Single by YoungBoy Never Broke Again

from the album Realer 2
- Released: September 6, 2022
- Length: 2:32
- Label: Never Broke Again; Atlantic;
- Songwriters: Kentrell Gaulden; Jason Goldberg; Leor Shevah; Arjun Hasnain;
- Producers: Cheese; Leor Shevah; 301.Arjun;

Music video
- "Put It on Me" on YouTube

= Put It on Me (YoungBoy Never Broke Again song) =

2022 single by YoungBoy Never Broke Again

"Put It on Me" is a song by American rapper YoungBoy Never Broke Again from his mixtape Realer 2 (2022). It was produced by Cheese, Leor Shevah and 301.Arjun. The song went viral on TikTok.

==Composition==
The song finds YoungBoy rhyming about street life and his relationship, in his signature flow.

==Music video==
An accompanying music video was directed by Isaac Garcia. In it, YoungBoy is seen rapping in front of a white background, in the woods, and on top of a building.

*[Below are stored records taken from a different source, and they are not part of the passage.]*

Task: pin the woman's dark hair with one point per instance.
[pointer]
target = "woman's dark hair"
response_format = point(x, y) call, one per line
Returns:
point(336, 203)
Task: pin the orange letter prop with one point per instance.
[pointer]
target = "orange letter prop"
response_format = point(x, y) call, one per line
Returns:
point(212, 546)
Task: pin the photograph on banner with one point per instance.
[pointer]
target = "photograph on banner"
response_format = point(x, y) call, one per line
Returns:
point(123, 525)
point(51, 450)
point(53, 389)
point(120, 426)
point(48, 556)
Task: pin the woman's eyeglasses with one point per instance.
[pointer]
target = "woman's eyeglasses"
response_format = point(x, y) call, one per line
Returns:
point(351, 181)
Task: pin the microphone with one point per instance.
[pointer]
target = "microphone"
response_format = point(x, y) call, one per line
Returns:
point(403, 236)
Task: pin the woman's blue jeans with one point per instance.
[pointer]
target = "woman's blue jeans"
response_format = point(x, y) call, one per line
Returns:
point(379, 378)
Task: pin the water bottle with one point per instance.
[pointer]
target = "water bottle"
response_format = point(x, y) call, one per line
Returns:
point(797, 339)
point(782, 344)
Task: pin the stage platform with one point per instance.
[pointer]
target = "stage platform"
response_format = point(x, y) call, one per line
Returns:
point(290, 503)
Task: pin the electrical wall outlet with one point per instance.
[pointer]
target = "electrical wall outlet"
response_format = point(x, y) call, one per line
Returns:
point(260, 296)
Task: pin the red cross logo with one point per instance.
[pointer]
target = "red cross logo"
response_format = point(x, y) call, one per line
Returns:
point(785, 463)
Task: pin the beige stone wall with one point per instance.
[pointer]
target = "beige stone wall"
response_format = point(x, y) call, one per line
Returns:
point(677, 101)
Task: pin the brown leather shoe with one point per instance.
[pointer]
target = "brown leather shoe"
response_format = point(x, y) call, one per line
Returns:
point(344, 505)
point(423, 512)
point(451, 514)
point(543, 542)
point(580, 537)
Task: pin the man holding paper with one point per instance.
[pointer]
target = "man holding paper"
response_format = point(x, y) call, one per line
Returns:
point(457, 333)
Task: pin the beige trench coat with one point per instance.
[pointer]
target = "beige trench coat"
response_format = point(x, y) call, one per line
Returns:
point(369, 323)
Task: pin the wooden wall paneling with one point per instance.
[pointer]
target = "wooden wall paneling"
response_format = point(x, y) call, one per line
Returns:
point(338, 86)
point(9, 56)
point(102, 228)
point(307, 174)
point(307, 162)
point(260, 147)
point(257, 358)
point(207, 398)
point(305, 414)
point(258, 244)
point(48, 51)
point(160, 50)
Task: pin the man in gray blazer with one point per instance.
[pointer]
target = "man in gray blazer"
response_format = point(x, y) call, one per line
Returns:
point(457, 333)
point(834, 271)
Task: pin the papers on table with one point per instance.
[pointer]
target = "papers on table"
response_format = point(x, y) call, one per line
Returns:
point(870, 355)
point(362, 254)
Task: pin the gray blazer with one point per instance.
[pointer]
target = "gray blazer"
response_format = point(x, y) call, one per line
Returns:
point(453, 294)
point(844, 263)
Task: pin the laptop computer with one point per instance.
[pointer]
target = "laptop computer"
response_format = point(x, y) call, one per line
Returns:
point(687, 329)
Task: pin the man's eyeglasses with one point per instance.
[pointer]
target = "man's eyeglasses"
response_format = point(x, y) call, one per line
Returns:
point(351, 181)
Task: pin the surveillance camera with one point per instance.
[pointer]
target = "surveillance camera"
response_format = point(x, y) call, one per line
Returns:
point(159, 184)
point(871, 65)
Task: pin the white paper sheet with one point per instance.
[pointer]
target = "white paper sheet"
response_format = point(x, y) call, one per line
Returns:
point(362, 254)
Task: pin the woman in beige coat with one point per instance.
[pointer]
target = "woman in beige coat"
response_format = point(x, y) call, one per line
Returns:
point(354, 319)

His girlfriend Jazlyn Mychelle makes a cameo and is shown to be pregnant.

==Charts==

Chart performance for "Put It on Me"
| Chart (2022) | Peak position |
|---|---|
| US Billboard Hot 100 | 63 |
| US Hot R&B/Hip-Hop Songs (Billboard) | 16 |

==Certifications==

| Region | Certification | Certified units/sales |
| United States (RIAA) | Platinum | 1,000,000^{‡} |
^{‡} Sales+streaming figures based on certification alone.